ODFW staff worked to gain consensus on topics managing the fish including: hatcheries, fisheries, enforcement, predation, public outreach, and education. Seven meetings with stakeholders including a habitat workgroup were hosted over the past nine months. Unfortunately, data presented on Winter Steelhead populations showed declining numbers of juvenile fish, low confidence intervals, and high uncertainty on specific population health. All meetings on hatchery and harvest actions lacked the rigorous integration of climate change science, a component NFS and other conservation advocates requested throughout.
This winter we anticipate seeing the first draft of the Rogue South Coast Plan, with additional comment opportunities for the public in 2021. We will need your support to advocate for the management strategies and actions that best promote our wild native fish. This includes no wild steelhead harvest without annual adult monitoring - if you don’t know, let them go! Lastly, ODFW must consider and take a precautionary approach in management to climate change effects on all species in this cherished ecosystem.

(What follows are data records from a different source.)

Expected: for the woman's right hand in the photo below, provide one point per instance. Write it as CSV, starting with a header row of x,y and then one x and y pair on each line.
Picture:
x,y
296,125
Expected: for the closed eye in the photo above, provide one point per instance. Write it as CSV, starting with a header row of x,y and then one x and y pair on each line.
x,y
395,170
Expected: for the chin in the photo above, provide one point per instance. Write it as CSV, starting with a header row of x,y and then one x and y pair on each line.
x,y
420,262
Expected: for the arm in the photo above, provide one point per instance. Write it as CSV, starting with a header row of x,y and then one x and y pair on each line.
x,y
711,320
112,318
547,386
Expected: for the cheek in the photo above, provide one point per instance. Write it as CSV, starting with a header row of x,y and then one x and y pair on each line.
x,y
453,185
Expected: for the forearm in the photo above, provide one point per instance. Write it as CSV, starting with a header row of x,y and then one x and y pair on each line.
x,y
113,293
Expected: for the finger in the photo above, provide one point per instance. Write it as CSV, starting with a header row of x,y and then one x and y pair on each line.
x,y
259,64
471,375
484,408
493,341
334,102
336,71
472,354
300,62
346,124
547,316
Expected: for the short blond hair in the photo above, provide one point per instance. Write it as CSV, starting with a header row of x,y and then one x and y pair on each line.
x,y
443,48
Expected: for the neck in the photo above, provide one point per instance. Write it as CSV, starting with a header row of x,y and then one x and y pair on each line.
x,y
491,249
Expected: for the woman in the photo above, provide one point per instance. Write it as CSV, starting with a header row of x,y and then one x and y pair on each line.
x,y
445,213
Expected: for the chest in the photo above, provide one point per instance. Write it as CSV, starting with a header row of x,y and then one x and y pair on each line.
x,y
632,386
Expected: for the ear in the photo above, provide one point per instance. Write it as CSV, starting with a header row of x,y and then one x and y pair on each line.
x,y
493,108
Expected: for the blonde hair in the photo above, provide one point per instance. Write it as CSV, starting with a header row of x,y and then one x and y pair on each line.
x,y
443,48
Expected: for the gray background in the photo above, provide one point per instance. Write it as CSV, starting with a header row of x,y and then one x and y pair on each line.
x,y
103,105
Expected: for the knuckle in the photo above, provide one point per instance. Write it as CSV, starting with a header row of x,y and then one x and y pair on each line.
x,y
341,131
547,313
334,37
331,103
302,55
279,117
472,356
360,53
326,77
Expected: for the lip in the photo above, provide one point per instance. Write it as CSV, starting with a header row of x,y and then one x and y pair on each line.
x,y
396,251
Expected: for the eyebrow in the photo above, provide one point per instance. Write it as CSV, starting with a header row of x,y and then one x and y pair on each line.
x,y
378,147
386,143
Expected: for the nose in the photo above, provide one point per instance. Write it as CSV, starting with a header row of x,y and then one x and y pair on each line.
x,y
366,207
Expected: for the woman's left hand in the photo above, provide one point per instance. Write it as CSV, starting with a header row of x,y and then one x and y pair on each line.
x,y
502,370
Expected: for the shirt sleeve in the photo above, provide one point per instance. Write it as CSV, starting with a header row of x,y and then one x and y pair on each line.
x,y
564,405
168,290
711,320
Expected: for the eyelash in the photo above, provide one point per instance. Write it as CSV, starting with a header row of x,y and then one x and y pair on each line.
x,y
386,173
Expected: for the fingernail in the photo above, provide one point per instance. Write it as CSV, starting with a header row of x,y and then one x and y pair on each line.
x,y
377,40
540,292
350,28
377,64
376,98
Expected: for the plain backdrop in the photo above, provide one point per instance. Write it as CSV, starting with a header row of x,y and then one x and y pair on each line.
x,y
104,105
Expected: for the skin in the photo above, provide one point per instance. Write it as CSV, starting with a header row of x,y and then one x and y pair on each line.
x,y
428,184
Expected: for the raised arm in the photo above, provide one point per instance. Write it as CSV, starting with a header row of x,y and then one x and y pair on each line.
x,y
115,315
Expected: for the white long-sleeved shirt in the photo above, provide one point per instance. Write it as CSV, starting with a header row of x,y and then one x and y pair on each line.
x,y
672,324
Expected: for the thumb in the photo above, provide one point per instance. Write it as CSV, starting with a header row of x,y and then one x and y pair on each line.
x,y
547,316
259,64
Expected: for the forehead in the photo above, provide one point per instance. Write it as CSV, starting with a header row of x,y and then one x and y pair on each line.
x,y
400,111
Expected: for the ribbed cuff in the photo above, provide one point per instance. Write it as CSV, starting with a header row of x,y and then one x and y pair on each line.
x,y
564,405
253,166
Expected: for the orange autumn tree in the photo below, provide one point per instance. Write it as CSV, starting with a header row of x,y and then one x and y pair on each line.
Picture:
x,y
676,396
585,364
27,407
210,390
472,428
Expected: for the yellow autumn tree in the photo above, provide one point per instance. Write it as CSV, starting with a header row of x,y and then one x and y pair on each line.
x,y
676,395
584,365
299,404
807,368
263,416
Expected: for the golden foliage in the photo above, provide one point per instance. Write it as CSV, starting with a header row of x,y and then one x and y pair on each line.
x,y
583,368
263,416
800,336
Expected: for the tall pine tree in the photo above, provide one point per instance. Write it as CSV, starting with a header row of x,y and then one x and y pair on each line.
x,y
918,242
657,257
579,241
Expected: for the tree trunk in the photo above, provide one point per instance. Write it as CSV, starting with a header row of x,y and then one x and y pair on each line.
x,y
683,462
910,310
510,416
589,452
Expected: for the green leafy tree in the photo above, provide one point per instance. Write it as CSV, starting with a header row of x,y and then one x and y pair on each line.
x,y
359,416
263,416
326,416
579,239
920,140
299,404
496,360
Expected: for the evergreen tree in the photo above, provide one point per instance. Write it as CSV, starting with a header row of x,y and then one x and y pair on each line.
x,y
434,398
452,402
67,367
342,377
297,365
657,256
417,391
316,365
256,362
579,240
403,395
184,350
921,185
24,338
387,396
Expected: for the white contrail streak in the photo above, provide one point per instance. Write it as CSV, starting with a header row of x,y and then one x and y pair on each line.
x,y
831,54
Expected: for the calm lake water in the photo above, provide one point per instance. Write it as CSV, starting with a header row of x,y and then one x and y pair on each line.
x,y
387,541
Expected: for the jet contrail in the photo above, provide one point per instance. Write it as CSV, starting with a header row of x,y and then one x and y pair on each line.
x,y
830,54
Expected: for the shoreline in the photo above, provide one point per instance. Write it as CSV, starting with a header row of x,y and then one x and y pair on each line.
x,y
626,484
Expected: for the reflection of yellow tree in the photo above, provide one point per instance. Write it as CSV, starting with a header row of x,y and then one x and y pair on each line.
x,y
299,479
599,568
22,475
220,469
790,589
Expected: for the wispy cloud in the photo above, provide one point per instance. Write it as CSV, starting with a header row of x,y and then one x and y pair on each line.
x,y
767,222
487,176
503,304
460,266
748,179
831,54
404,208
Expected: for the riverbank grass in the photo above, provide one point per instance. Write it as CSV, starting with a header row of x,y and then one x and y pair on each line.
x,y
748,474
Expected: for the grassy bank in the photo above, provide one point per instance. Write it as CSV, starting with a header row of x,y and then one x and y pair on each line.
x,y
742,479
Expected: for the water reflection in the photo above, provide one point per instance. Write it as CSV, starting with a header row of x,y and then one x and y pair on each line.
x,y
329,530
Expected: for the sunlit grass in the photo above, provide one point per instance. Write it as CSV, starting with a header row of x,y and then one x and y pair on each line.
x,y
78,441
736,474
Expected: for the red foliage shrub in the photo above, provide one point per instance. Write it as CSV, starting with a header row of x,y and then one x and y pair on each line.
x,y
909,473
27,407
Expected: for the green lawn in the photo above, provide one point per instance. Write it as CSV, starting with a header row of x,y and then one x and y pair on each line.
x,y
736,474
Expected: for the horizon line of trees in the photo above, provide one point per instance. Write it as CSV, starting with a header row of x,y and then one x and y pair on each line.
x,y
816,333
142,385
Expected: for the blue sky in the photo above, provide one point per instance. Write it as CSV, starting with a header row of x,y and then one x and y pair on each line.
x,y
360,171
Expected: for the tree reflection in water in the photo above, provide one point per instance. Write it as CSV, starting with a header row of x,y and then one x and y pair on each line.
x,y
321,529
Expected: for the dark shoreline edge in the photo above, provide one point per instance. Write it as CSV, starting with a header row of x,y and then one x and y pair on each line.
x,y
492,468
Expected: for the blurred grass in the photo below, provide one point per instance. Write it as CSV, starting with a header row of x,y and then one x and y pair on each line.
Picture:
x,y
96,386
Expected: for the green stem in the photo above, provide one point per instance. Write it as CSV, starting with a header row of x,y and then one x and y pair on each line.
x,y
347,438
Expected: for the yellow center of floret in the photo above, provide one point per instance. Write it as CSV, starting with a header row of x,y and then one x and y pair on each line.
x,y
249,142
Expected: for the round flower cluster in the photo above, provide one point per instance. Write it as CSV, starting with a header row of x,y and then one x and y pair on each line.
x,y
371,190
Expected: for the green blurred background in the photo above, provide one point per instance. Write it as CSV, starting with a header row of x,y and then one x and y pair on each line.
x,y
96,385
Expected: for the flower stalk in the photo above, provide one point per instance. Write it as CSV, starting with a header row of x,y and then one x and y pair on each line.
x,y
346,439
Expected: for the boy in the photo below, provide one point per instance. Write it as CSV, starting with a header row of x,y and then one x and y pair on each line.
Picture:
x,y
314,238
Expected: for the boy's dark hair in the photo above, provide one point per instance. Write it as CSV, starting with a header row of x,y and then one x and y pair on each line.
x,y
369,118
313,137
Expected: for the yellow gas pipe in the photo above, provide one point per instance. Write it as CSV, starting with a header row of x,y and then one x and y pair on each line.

It’s been a year since we approached the ODFW Commission asking for the release of Wild Steelhead, and the fight is not over. We must stick together as a community to ensure that ODFW implements these critical monitoring and fisheries management actions in the Rogue and South Coast basins. We must act now to protect these wild fish, the free-flowing streams, and the communities that depend on them throughout southern Oregon.